Despite that, the system has long been open to manipulation. "A lot of times you can offer any number you want, and carriers won't validate that," says Lance James, chief security office of Secure Science Corporation. But in the past, the power to misrepresent your number came with a high price tag: you typically had to be a business able to pay the local phone company for a high-volume digital connection. On the other side of the equation, companies who pay for toll free numbers can often access an incoming caller's phone number even if it's blocked.

Voice over IP networks, currently outside FCC regulation, place those capabilities in the hands of ordinary netizens. In a telephone interview with SecurityFocus, 21-year-old phone hacker "Lucky 225" demonstrated how he could spoof his Caller I.D. to appear to be phoning from the reporter's office. In another demonstration, the reporter phoned Lucky's associate "Natas" from a residential phone with Caller I.D. blocked. Natas was able to rattle off the unlisted phone number.

As described by Lucky, who's scheduled to give a talk on the subject at the DefCon hacker convention later this month, much Caller I.D. chicanery can be accomplished by taking advantage of implementation quirks in Voice over IP networks that try, but fail, to implement Caller I.D. properly. "There are little exploits that you can do," says Lucky. But the most powerful tool for manipulating and accessing CPN data is the open-source Linux-based PBX software Asterisk, used in combination with a permissive VoIP provider. "It's fully configurable, you can pretty much do anything you want with it," says Lucky. "That's why Voice over I.P. is changing things."
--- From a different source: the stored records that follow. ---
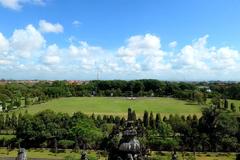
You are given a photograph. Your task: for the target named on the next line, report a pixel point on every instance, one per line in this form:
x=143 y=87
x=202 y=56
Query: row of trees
x=216 y=130
x=13 y=95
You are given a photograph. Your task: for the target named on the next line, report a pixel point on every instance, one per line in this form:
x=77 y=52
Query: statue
x=129 y=147
x=22 y=154
x=174 y=155
x=84 y=156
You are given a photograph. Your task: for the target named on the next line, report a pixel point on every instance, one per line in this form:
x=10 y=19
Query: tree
x=151 y=121
x=14 y=120
x=225 y=103
x=134 y=117
x=158 y=120
x=145 y=119
x=129 y=114
x=2 y=123
x=7 y=121
x=233 y=107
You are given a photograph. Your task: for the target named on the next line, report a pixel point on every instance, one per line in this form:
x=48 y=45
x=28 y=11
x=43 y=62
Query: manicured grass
x=44 y=153
x=117 y=105
x=199 y=156
x=7 y=137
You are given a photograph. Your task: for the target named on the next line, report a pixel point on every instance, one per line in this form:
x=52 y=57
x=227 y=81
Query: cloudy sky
x=120 y=39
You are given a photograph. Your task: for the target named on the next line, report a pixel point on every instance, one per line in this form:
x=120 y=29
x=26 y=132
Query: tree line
x=216 y=130
x=14 y=95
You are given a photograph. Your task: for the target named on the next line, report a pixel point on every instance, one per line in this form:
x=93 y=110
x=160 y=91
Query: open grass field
x=44 y=153
x=117 y=106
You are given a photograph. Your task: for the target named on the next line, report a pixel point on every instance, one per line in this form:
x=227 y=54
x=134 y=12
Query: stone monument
x=22 y=154
x=129 y=147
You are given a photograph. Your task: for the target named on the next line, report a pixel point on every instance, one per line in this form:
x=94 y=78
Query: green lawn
x=44 y=153
x=116 y=105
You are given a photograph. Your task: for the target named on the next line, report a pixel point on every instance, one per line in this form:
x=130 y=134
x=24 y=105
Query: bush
x=66 y=143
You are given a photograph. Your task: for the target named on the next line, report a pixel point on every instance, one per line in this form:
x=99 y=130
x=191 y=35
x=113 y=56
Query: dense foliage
x=13 y=95
x=216 y=130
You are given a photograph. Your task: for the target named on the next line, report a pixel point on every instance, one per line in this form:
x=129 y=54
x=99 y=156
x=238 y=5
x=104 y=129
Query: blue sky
x=120 y=39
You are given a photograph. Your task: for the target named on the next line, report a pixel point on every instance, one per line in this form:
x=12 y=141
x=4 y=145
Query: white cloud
x=25 y=42
x=47 y=27
x=17 y=4
x=27 y=53
x=52 y=56
x=173 y=44
x=143 y=53
x=76 y=23
x=4 y=62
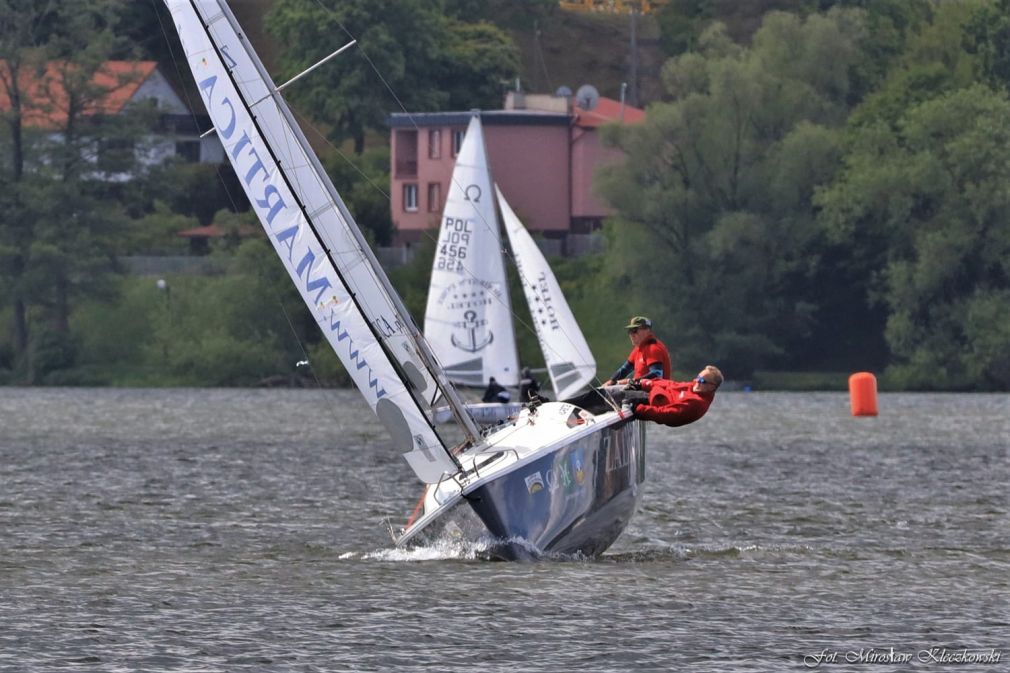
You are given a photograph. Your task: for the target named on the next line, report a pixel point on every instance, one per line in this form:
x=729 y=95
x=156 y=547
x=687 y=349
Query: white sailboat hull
x=558 y=480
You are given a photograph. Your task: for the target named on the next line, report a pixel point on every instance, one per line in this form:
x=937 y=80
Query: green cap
x=638 y=321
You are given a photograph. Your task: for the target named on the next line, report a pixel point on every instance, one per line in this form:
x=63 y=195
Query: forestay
x=469 y=315
x=314 y=235
x=570 y=362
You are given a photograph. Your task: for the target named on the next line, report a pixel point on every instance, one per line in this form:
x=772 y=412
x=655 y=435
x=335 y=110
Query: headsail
x=469 y=315
x=315 y=236
x=570 y=362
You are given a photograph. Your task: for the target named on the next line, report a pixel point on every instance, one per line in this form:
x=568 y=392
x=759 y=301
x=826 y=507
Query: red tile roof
x=216 y=231
x=44 y=100
x=607 y=110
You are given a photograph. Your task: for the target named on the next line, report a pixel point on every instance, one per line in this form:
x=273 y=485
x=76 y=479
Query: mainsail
x=570 y=362
x=316 y=238
x=469 y=315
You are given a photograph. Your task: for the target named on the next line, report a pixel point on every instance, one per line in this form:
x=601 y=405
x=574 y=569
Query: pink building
x=543 y=161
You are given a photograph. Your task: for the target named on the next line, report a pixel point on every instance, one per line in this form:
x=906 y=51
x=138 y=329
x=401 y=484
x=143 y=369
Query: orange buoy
x=863 y=394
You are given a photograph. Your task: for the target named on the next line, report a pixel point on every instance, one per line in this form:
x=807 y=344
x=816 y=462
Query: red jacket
x=647 y=353
x=673 y=403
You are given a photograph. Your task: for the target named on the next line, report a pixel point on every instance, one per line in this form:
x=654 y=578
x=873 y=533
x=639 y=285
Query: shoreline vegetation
x=816 y=189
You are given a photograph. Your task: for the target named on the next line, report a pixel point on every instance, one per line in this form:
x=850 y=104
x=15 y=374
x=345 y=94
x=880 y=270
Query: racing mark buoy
x=863 y=394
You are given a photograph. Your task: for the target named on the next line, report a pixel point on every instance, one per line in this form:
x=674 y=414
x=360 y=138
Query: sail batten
x=469 y=315
x=306 y=221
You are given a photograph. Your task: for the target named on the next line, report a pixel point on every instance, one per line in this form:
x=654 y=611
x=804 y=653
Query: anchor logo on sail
x=473 y=340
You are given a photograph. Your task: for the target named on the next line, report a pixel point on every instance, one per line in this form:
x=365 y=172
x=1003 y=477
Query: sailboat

Natas used Asterisk in conjunction with the NuFone Network for his demonstration of Caller I.D. unmasking. NuFone chief Jeremy McNamara didn't return phone calls for this story.

Privacy advocates, who had reservations about Caller I.D. when it was introduced in the 90s, aren't happy that it's becoming easier to subvert. "A worse case scenario is if you have a blocked number, and you're a victim of stalking, and you're duped into calling a number the stalker set up that was routed through a VoIP line," says Jordana Beebe of the San Diego-based Privacy Right's Clearinghouse. "It could put their life in danger."

Callers with life-or-death anonymity concerns might consider spoofing just to get a little privacy. For now, Lucky says pranks among friends are the most common use that he's seen of VoIP spoofing, but he believes that identity thieves and other swindlers could have a field day. "I've used it myself to activate my own credit cards, because I never give credit card companies my real number," he says. "One simple spoof, and it's like saying, if you have the guy's phone number, that piece of information is more important than his mother's maiden name and date of birth. If you have the phone number, you don't need anything else."